Postérités maghrébines
Après la Reconquista en 1492, les arabes et les juifs fuyant l’Espagne transposent ce riche patrimoine musical en Afrique du Nord. On le retrouve aujourd’hui dans tout le Maghreb sous des appellations et des formes distinctes, en fonction à la fois de l’origine géographique andalouse et de l’influence des traditions musicales populaires locales. Il est établi depuis fort longtemps qu’une tradition musicale existait déjà au Maghreb. Après la découverte du manuscrit de Tifashi, un auteur tunisien du XIIe siècle, il semble ainsi que des échanges ont existé de longue date entre le Maghreb et l’Andalousie. Ceci explique pourquoi cette tradition n’a pas cessé d’être pratiquée durant des siècles dans de nombreuses cités des deux rives, puis après l’expulsion des derniers Morisques d’Espagne en 1609, au Maghreb uniquement. Le muwashshah, le zadjal et la nouba En al-Andalus, la forme poétique courante était la qasida classique d’origine orientale, que les Andalous ont décidé, dès le IXe siècle, de remplacer par un nouveau genre poétique appelé le muwashshah (« enjolivé »). Son adoption n’a pas été aisée lors de sa création.
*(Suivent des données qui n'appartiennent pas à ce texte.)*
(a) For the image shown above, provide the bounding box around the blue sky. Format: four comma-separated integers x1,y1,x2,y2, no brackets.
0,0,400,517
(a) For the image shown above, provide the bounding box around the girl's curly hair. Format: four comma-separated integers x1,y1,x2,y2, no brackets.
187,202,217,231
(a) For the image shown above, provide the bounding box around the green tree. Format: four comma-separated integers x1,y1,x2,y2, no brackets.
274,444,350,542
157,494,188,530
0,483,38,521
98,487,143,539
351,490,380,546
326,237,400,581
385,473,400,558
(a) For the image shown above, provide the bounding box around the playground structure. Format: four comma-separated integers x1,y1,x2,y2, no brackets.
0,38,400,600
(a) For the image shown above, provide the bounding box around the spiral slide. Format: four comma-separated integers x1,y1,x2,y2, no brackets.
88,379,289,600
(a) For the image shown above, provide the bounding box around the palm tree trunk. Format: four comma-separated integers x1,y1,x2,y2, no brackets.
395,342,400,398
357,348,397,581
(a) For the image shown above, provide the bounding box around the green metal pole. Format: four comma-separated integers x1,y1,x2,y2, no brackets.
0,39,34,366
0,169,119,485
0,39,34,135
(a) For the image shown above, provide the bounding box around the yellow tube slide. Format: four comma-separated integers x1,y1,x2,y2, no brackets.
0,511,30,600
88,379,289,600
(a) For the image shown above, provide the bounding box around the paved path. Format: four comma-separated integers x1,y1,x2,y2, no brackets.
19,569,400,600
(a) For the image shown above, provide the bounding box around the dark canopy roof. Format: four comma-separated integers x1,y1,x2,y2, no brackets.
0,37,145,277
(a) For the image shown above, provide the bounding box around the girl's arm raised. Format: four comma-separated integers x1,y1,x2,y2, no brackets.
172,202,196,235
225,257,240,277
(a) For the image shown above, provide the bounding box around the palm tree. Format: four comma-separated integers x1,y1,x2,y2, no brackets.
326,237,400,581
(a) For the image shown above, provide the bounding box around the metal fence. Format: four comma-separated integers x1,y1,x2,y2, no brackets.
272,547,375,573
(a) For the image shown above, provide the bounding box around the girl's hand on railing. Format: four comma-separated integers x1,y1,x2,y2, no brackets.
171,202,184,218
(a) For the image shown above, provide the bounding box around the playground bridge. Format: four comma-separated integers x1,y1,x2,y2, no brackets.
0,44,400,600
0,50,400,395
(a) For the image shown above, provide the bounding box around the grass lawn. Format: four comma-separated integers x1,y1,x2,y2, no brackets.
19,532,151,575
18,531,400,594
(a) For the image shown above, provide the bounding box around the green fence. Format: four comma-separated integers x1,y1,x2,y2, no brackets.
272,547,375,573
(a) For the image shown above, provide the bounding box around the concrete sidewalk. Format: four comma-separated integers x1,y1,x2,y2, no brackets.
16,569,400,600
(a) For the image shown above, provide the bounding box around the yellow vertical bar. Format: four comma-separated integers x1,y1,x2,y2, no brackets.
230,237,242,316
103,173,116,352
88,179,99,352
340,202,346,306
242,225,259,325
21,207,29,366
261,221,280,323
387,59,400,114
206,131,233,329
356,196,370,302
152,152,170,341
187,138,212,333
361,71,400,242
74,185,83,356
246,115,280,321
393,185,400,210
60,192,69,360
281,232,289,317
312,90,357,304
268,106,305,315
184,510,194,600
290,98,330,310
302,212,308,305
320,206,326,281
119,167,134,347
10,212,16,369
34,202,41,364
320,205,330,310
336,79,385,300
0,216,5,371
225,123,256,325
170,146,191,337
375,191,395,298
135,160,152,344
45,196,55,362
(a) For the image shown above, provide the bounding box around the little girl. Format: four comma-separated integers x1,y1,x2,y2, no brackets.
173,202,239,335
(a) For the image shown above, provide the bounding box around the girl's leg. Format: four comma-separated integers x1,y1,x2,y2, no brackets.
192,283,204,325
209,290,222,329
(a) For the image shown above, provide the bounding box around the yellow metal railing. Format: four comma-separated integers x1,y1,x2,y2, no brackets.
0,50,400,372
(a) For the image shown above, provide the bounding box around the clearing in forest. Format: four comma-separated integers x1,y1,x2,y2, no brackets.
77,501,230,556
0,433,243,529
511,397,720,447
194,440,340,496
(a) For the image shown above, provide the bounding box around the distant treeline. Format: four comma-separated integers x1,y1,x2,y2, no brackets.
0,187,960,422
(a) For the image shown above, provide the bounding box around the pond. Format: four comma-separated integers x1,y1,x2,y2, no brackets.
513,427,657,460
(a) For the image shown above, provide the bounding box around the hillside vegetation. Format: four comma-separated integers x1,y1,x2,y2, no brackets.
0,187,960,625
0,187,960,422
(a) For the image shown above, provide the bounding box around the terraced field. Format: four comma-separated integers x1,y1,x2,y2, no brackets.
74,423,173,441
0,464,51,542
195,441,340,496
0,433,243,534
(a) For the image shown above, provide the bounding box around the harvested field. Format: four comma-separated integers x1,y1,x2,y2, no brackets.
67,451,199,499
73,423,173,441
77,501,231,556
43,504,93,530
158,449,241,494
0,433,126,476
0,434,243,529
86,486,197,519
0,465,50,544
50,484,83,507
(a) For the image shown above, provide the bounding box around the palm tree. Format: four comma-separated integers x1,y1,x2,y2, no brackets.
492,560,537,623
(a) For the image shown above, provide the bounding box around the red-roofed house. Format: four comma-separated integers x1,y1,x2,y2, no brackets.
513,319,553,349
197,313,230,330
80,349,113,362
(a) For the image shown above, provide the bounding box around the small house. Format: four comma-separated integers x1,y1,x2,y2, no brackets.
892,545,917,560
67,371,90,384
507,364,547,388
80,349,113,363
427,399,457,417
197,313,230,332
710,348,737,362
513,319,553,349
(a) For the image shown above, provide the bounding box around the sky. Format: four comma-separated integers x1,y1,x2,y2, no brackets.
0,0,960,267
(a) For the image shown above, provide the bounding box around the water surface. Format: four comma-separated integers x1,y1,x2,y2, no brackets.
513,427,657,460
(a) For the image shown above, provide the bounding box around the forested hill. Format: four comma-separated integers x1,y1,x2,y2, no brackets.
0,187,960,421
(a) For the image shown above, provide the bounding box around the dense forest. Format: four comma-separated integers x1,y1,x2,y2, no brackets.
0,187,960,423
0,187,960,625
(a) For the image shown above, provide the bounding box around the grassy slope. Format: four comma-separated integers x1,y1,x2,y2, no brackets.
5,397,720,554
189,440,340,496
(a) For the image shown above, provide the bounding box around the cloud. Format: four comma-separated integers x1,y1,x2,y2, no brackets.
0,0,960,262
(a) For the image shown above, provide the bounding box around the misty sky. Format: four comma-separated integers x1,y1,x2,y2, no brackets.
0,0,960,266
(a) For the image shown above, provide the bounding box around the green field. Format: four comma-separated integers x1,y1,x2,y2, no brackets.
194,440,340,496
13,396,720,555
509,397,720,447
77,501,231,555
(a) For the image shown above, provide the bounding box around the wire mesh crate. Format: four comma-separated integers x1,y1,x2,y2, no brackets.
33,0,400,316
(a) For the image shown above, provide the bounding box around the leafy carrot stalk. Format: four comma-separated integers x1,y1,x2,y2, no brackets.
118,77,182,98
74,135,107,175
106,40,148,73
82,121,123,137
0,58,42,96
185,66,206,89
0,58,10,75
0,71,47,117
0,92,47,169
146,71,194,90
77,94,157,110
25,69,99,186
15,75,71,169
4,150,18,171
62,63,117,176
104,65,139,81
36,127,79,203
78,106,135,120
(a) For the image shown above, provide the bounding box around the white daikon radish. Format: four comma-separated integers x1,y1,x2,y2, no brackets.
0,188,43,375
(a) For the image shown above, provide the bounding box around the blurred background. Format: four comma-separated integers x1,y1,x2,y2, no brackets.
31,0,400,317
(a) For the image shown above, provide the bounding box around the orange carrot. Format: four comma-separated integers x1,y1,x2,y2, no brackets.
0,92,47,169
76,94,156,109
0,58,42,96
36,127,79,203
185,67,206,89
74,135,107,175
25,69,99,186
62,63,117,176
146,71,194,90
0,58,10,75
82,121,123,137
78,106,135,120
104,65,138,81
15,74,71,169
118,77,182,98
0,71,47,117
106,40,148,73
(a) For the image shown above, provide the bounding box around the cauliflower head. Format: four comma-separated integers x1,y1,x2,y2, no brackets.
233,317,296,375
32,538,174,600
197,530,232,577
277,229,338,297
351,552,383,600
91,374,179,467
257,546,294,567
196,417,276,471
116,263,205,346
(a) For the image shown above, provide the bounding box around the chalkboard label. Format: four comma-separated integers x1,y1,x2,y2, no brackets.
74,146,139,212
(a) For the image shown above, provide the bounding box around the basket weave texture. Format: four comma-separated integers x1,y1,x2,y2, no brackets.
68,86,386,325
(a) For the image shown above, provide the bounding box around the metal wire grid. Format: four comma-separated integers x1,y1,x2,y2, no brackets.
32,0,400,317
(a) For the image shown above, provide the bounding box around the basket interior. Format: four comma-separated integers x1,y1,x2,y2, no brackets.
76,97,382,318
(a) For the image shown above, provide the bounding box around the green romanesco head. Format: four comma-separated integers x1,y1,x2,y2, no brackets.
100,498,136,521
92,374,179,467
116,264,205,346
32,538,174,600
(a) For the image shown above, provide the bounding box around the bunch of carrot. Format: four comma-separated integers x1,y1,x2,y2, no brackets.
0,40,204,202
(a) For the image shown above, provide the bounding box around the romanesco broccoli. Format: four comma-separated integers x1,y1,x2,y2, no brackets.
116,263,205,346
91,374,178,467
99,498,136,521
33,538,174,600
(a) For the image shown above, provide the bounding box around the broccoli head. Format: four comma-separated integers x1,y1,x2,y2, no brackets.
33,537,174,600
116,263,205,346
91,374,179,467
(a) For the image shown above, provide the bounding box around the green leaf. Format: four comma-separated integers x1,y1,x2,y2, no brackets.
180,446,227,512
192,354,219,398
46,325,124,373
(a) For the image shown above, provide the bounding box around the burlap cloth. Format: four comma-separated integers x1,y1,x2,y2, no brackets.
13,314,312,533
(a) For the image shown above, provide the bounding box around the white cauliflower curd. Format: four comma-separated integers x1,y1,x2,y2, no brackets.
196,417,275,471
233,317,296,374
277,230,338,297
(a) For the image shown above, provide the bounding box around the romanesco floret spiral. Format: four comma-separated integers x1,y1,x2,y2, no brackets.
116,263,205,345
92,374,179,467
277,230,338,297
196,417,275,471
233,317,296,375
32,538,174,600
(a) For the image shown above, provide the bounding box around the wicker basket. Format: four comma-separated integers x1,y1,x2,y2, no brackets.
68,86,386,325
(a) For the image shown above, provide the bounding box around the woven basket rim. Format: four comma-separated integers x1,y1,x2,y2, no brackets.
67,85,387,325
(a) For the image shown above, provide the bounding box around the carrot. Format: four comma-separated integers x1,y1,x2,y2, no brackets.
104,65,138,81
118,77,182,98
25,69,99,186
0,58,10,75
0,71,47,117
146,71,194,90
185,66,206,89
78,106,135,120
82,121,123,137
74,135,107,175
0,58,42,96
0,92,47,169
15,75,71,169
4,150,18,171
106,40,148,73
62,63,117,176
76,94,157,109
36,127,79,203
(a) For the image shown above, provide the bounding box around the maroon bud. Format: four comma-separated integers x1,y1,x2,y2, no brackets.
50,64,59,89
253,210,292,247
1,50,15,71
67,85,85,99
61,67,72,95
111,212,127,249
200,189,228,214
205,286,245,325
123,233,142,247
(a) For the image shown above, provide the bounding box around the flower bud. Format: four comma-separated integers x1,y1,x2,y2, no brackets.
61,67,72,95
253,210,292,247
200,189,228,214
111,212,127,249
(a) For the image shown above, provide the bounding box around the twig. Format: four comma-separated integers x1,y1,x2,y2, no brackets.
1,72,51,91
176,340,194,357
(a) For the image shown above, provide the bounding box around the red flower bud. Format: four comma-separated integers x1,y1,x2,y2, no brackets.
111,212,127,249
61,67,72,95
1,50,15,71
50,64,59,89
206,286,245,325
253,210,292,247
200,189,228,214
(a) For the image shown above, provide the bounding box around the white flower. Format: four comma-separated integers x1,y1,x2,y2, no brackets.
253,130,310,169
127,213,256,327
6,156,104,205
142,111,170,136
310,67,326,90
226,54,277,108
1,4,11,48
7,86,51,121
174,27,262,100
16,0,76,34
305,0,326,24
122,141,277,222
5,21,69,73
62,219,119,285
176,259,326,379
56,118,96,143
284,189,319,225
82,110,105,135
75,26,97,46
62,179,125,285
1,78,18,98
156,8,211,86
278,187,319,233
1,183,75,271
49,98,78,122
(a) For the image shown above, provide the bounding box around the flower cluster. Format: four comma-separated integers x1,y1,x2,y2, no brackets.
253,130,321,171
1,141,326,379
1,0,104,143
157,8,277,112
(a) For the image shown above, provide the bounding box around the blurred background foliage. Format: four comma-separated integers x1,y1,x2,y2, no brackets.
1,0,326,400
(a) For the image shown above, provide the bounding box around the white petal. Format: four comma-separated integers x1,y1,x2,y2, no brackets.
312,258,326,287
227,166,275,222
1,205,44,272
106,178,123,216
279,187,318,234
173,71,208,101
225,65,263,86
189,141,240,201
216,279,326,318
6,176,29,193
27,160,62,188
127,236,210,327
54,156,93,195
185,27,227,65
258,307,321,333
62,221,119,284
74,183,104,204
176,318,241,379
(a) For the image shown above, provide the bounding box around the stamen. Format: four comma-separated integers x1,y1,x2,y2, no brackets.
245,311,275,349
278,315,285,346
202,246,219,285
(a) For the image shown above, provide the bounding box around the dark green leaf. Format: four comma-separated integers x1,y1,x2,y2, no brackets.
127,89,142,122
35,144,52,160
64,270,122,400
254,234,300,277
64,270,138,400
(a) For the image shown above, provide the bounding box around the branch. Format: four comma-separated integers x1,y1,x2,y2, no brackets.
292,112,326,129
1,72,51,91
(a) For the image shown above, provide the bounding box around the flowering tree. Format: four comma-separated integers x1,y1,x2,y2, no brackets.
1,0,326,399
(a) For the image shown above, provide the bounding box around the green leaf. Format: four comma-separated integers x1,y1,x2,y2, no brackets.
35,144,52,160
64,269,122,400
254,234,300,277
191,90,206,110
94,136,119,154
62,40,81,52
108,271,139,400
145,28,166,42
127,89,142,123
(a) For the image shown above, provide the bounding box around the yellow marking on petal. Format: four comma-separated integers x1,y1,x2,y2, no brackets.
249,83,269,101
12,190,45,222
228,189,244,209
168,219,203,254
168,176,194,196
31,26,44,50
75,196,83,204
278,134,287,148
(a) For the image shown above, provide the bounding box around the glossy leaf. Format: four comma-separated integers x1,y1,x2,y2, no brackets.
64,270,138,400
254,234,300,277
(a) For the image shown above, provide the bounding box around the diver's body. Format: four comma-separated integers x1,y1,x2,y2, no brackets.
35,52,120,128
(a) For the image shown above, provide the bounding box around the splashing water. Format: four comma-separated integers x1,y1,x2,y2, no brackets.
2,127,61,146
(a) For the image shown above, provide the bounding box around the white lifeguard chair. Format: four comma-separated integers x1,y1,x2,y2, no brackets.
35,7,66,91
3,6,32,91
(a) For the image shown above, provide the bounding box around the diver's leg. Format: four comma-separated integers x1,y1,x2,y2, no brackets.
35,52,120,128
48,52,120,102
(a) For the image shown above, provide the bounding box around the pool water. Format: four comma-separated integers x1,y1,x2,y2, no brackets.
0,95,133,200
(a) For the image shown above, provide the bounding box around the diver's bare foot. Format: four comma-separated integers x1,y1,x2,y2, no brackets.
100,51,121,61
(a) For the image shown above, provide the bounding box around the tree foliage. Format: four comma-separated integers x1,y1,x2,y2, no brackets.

De nombreux anthologues ont refusé d’insérer dans leurs oeuvres des muwashshahat. Un autre genre devait être créé un peu plus tard. Ce sera le zadjal (« émouvoir »), dont la forme dialectale conviendra plus à la classe populaire. Le muwashshah né en al-Andalus finira par séduire les lettrés andalous, y compris les mystiques (Ibn ‘Arabi), et par acquérir ses lettres de noblesse en Orient, également grâce à Ibn Sana’ al Mulk, un auteur égyptien du XIIe siècle qui lui a consacré tout un ouvrage, Dar at-tiraz. Le soufi Shushtari produira une oeuvre poétique dans le genre zadjal surtout. La qasida est un poème monorime et monomètre alors que le muwashshah alterne rimes (qafiya) et mètres, et se termine par une strophe finale dite khardja. Ce sont ces poèmes strophiques de différents thèmes (amoureux, bachique, floristique, élégiaque) que l’on chante dans la nouba, qui est une suite de mouvements de rythmes différents mais dont le tempo lent, tel un adagio sur le premier, s’accélère progressivement pour finir sur le dernier, vif et dansant.